Davanti al suo silenzio, Edith imprecò di nuovo, e ancora fece un passo indietro.

«E inoltre» biascicò, «non l'ho fatto mica gratis, devi... devi fare una cosa per me, per ripagare il debito che hai nei miei confronti.»

Era quasi divertente vederla andare in panico così, per colpa sua.

Edith espirò con violenza, e rivolse la sua attenzione alla porta ancora chiusa del bagno.

Timothy la guardò.

E quando la vide correre verso quella porta, la inseguì ancora, fece appena in tempo a impedirle di chiudere completamente l'uscio, paralizzandola con le mani aggrappate alla maniglia.

«Andiamo» urlò la donna, ancora una volta, mentre lottava contro di lui per cercare di chiudere la porta, «io non ho fatto quasi nulla... hanno fatto tutto gli altri... vai a baciare tuo marito, non me.»

Quel gioco di forze si concluse pochi attimi dopo, rendendo Timothy trionfante, e la porta si spalancò. La aprì con così tanta forza che la maniglia andò a sbattere contro il muro, ed Edith, per l'ennesima volta, arretrò bestemmiando.

«Avevi detto che avresti rispettato le regole» esalò alla fine, quando realizzò di essersi intrappolata da sola in quel bagno. La vide smarrita, completamente in panico per la situazione; fissava la vasca da bagno alle sue spalle quasi sperasse potesse trasformarsi in una voragine in cui sprofondare.

«Fanculo le regole.»

Edith spalancò la bocca, sconvolta.

«Ti scortico l'anima, Timothy» lo avvertì a quel punto, ma la sua voce si era fatta talmente sottile che a stento lui la udì.

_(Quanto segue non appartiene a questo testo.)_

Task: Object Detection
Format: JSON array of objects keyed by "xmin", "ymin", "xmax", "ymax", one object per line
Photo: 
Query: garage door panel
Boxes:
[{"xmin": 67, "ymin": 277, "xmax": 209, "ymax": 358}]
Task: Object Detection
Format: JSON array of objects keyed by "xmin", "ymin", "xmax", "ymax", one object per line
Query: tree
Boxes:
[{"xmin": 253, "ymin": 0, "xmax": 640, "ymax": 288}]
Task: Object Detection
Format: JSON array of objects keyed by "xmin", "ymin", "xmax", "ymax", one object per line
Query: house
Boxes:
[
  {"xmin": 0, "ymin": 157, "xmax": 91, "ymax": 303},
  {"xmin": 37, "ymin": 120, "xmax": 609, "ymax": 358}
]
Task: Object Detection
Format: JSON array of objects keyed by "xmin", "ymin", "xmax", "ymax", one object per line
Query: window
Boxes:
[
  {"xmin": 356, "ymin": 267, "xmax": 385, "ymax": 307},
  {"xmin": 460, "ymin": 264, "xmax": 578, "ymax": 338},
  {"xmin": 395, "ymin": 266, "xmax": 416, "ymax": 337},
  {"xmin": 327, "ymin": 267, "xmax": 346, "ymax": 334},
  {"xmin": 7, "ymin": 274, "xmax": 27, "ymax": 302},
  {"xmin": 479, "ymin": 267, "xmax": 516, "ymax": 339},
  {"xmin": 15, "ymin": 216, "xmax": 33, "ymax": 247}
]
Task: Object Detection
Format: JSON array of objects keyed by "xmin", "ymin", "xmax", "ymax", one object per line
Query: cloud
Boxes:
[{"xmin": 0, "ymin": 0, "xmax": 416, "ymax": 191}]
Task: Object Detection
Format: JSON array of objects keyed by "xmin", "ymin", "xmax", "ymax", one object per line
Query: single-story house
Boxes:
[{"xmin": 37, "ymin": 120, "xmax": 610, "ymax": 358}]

Timothy avanzò, inesorabile.

«Ti... ti uccido il marito.»

Michelangelo, interessato a quanto stava accadendo, scivolò dentro la stanza in silenzio. Solo Timothy lo notò, Edith non si accorse minimamente di lui, né del modo in cui si mise a sedere proprio dietro di lei, fra i suoi piedi e la gigantesca vasca da bagno.

«È solo... solo una collana» mormorò, acquattandosi nella sua stessa carne. «Non è necessario che... è davvero troppo, Timothy. Non devi arrivare a tanto, davvero. Pensa a... ai tuoi figli, a tuo marito, e a come spezzerai loro il cuore...»

Michelangelo, sbadigliando, roteò la coda, infilandola in mezzo alle gambe di Edith.

Fu troppo tardi quando lei lo vide.

Lanciò un urlo che esplose tra le piastrelle bianche del bagno, rimbalzando come un proiettile, e nel disperato tentativo di non calpestare il suo micio, finì per cadere all'indietro.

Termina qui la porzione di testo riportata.